Ailes joined Nixon's campaign, helping to turn around Nixon's infamously bad television performances with a combination of showmanship and manipulation. Joe McGinniss captured some of Ailes' techniques in his 1969 book The Selling of the President 1968. He would keep reporters off of television sets so they wouldn't see Nixon in an unguarded moment.

He also pioneered careful crowd control, stacking the crowd, not just with supporters, but by demographic. "On this one we definitely need a Negro. I don't think it's necessary to have one in every group of six people, no matter what our ethnic experts say," Ailes says in The Selling of the President. "Once you start it's hard as hell to stop, because the press will pick it up and make a big deal out of why no Negro all of a sudden."
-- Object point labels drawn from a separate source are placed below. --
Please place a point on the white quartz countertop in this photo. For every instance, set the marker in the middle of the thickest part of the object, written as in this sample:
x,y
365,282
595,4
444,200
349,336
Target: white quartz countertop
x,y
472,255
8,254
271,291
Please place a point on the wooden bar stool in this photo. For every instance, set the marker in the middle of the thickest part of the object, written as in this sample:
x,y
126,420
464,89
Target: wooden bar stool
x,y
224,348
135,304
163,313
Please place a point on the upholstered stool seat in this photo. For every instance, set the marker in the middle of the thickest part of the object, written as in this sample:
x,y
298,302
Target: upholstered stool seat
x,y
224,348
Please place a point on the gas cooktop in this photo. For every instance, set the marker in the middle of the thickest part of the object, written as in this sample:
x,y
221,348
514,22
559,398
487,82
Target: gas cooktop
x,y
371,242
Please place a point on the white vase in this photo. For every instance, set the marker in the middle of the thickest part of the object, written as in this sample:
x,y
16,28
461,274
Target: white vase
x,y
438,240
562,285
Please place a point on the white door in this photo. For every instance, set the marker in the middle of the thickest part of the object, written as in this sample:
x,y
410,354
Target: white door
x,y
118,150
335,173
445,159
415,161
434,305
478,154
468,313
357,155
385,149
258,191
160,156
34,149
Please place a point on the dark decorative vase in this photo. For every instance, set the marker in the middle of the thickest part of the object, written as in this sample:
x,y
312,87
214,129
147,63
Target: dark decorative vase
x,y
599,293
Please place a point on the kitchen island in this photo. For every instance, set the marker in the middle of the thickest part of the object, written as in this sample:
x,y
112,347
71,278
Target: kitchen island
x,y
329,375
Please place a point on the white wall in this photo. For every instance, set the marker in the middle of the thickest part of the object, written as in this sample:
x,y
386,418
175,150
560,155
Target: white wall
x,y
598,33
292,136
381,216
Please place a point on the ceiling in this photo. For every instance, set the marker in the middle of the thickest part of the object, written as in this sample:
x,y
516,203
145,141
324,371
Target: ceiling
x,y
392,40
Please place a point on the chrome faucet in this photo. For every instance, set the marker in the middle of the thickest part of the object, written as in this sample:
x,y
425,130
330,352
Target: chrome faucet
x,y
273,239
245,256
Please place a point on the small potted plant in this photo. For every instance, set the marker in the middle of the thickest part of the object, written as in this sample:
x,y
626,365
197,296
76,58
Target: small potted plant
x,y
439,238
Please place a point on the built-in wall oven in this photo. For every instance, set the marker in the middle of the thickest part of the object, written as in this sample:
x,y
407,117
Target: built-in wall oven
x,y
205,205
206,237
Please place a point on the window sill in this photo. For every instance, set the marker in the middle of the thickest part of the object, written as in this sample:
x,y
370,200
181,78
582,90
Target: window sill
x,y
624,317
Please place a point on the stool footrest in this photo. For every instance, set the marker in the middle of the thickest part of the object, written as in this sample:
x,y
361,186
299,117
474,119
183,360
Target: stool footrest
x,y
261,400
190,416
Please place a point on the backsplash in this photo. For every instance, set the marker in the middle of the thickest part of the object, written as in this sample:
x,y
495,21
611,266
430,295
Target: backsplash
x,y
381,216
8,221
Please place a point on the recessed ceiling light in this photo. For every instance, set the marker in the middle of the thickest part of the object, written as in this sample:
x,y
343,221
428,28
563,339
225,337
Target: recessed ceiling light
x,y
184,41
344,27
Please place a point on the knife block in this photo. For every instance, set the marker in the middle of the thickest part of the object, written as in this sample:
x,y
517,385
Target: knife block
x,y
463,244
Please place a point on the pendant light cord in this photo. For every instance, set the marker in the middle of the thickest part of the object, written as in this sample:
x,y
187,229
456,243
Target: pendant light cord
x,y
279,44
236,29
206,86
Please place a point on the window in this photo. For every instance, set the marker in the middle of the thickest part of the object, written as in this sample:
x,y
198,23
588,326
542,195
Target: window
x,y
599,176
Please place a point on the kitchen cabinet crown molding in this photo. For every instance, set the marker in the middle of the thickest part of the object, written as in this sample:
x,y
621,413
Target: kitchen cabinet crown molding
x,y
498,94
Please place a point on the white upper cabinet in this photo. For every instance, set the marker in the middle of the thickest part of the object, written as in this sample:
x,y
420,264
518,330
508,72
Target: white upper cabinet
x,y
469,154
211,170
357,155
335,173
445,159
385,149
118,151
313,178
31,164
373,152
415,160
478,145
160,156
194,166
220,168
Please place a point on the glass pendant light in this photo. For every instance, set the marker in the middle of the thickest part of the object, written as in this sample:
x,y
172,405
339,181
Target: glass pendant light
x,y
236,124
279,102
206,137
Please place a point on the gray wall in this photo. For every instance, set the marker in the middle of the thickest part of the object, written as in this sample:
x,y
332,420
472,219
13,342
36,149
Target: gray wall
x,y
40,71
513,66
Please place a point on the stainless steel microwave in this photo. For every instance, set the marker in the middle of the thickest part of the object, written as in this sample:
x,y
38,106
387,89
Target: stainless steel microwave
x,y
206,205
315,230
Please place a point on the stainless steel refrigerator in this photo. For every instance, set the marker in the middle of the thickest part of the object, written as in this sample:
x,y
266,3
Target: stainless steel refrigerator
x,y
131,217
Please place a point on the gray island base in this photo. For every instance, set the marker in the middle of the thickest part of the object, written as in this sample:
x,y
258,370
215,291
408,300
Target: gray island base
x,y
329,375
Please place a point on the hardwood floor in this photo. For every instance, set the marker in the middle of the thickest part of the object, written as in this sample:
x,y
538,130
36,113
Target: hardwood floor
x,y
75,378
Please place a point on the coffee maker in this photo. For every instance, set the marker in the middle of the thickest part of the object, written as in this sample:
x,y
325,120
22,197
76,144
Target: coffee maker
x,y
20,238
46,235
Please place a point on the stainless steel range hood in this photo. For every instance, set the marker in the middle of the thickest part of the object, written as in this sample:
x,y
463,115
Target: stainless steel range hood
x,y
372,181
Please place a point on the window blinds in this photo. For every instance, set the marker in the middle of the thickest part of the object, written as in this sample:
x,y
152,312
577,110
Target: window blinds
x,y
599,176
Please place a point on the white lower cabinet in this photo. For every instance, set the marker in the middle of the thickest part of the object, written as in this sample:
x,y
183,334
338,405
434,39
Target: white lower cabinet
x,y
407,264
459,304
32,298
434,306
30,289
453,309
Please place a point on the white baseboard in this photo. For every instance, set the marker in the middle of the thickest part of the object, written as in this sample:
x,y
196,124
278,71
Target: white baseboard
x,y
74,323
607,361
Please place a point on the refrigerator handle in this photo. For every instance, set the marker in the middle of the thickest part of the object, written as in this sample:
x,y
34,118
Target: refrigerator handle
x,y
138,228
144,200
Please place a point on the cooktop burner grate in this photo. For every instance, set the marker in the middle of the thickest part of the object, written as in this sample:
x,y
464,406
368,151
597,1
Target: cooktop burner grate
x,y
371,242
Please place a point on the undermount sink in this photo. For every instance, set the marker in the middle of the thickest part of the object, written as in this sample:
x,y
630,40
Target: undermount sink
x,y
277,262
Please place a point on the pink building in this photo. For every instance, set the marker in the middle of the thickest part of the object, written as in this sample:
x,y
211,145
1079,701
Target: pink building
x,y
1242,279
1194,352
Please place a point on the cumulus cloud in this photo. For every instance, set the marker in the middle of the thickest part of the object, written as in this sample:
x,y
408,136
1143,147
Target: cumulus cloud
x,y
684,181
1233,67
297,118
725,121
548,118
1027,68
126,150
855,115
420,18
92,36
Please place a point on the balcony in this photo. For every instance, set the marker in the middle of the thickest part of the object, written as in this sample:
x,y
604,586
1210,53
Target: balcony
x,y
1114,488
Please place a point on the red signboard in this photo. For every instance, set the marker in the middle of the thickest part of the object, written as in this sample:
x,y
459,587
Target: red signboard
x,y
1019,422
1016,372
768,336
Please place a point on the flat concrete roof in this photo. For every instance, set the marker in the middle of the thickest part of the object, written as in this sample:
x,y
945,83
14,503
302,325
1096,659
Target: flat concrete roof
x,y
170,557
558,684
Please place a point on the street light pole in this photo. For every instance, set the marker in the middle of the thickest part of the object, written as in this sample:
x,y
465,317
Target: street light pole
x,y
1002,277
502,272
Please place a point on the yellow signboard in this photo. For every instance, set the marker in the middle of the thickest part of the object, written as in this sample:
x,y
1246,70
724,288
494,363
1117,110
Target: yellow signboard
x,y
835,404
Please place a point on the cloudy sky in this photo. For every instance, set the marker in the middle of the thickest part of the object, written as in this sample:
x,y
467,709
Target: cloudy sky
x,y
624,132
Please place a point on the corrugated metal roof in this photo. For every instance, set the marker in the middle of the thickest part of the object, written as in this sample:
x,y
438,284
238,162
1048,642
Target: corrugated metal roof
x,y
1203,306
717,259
Through careful selection, Ailes could have people voice extreme positions that could bolster Nixon's conservative bonafides without having to voice repellent views himself. "You know what I'd like," Ailes said, discussing who they could get to appear on a panel with Nixon. "A good, mean, Wallaceite cab driver. Wouldn't that be great? Some guy to sit there and say, 'Awright, mac, what about these niggers?'"

Finding ways to make political discourse hinge on racial animus without making explicitly racist statements became a hallmark of the Republican Party's "Southern Strategy," which gave up black voters for what Nixon political strategist Kevin Phillips called "Negrophobe whites." The strategy would reach a dark peak in the 1988 presidential campaign, when Ailes and protege Larry McCarthy created the racist Willie Horton attack ad.

"The only question," Ailes told the New York Times, "is whether we depict Willie Horton with a knife in his hand – or without it."

Roger Ailes the Political Consultant

The Selling of the President 1968 was an immense boon for Ailes, depicting him as a media wiz and boosting his political consultancy business. Ailes would go on to advise on the Ronald Reagan and George H.W. Bush, after a brief stint with the defunct Television News Incorporated, a news service founded by a conservative beer heir to provide far right news segments to local station affiliates, similar to the Sinclair Broadcast Group strategy of masking national conservative propaganda as local news coverage and commentary.

"I know certain techniques, such as a press release that looks like a newscast," Ailes said to The Washington Post in 1972. "So you use it because you want your man to win."

After years advising the first Bush administration, including conducting focus groups to determine the best methods for selling the first Gulf War, Ailes became president of CNBC in 1993. He quickly turned the financial news channel into a moneymaker, while introducing well-known media figures like Chris Matthews and Maria Bartiromo.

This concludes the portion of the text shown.